I listen very carefully to each word Brandy says… not easy while also drinking in how bloody good she looks.
I can sense her checking me out, and can see thoughts playing behind her sardonic expression. As I come out of my curtsey I hear her laugh lightly – with me? at me? I’m not sure, and it puts me slightly off balance.
“I prefer that the sissies that come through this door Call me Miss Wiles, or Mistress, but some of them don’t care for the whole sub routine and just like the pretty outfits they get to wear. But I think you’re one of the former, aren’t you? ”
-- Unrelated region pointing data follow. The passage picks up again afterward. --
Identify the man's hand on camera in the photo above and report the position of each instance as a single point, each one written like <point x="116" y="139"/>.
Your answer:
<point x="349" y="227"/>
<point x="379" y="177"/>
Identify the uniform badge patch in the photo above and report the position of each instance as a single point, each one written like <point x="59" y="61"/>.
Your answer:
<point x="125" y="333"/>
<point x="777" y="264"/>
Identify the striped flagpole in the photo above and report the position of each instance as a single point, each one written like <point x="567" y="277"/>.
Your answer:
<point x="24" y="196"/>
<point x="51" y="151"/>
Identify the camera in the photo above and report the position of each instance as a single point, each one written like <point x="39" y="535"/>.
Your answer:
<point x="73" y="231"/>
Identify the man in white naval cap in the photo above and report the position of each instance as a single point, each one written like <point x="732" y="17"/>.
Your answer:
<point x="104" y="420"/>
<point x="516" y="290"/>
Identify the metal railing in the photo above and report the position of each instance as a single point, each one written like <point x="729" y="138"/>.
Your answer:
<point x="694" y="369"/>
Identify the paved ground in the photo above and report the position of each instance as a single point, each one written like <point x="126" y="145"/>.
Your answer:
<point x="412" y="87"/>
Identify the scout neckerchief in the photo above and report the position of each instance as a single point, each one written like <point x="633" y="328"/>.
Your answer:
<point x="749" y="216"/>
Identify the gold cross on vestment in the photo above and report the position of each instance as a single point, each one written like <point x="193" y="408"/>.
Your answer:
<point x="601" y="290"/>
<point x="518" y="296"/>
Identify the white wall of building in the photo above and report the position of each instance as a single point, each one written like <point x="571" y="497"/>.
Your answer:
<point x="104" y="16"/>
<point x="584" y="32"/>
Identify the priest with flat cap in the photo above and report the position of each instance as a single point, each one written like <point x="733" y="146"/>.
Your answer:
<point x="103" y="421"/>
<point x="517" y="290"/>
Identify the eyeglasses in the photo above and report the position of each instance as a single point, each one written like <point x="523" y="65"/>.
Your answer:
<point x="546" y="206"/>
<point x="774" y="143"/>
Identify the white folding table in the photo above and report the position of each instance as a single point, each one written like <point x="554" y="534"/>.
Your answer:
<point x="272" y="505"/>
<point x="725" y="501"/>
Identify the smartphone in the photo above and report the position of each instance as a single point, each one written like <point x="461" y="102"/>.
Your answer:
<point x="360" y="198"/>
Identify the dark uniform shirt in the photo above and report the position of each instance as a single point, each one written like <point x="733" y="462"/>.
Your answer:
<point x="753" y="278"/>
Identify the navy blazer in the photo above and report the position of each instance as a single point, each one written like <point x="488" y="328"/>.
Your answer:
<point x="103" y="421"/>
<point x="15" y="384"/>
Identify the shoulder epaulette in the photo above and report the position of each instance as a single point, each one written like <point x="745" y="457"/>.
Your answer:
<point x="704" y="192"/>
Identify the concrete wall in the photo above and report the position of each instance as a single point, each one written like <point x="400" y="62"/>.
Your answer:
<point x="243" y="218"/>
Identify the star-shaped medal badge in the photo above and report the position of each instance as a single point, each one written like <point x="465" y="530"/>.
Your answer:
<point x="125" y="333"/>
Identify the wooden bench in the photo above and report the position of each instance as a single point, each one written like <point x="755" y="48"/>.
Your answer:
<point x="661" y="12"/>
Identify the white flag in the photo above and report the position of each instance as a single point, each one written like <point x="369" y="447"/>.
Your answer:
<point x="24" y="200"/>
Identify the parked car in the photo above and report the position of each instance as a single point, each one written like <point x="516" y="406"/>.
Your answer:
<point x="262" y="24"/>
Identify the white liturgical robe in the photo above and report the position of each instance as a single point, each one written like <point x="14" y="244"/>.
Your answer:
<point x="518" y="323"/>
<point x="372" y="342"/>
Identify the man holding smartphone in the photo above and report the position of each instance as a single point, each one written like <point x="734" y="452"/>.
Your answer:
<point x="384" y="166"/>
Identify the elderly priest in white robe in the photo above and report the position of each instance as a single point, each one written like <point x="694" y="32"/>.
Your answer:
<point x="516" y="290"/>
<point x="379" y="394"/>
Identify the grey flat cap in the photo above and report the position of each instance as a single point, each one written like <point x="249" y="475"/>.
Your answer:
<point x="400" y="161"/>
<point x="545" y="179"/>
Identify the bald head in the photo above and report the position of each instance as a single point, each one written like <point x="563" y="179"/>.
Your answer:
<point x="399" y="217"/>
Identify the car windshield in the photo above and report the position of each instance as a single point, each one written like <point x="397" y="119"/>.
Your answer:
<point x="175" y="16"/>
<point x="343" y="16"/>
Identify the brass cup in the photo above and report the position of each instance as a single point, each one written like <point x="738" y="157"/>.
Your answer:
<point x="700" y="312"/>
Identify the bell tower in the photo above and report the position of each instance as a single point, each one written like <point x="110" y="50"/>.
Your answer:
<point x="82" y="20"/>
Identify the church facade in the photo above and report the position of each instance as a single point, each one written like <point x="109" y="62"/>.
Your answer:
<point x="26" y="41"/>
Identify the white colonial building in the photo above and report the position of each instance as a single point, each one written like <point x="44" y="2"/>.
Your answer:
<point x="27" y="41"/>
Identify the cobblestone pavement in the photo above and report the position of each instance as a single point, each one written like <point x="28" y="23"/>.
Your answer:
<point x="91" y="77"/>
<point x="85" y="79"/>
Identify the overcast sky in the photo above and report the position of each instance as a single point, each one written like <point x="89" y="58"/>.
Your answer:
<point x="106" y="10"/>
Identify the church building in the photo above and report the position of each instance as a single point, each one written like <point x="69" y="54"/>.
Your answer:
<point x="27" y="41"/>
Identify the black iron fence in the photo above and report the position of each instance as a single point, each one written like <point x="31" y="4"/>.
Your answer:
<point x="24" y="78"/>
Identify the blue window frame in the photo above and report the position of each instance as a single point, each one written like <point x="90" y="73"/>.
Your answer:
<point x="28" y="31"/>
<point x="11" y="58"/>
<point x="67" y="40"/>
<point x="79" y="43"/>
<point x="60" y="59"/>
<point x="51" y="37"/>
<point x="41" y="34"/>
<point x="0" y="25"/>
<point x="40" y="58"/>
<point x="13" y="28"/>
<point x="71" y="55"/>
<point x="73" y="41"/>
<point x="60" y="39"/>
Two things immediately make my pulse rise a little – firstly to be called a ‘sissy’. It feels so nice – to be labelled, reduced, and indeed to have my nature simply called out. Its humiliating, a little… but thats what i like. And to be given permission to call this goddess ‘Mistress’. To know exactly where I stand. I had dreamed of this moment of submission.
‘Oh yes, Mistress’ I reply, and just saying these words makes me feel so excited. ‘Definitely the former. I like to know my place – or at least its a place I have been seeking. The pretty outfits though – defiantly part of the joy for me’
Her poise, hand on hip as she drills into me the obedience she expects makes me melt a little inside. I find myself biting my lip, getting excited to be put in my place.
“I take my job seriously, as serious as I’m sure you took this morning as you picked out that frilly pair of panties I just caught a glimpse of…Let me see them, get the skirt up gurl.”
“of course, Mistress” I reply. I feel again the slight slap of being talked down to – and now objectified. Made to display my intimates for inspection. And… I fucking love it. So far the sing-song voice of Mistress is playing with me. Does she know how I long to be toyed with? For my sissy nature to be the subject of sarcastic appraisal? Has she read that? I lift my skirt as ordered, looking down and blushing as I offer up myself, and my true nature to Mistress.
“I took choosing them very seriously Mistress. I wanted something pretty and frilly for you. Something that leaves nowhere to hide. I tucked myself in, but I’m still ashamed of my cock Mistress. I had thought about a pair of silky French knickers that left more to the imagination. But… here I am “
I dont mention how much i had ached to play with myself, how much it had turned me on to wear these panties today. Or how i had resisted the urge, and deferred my pleasure…
‘Oh god, i hope she thinks i made a nice choice’ I think to myself. And I find my old life – the smart, cpaperbel person, melting away. here I was nothing. My intelligence was not a consideration. It felt liberating to realise that here, as far s I could tell, i was in Mistress eyes fairly worthless… perhaps even less than that?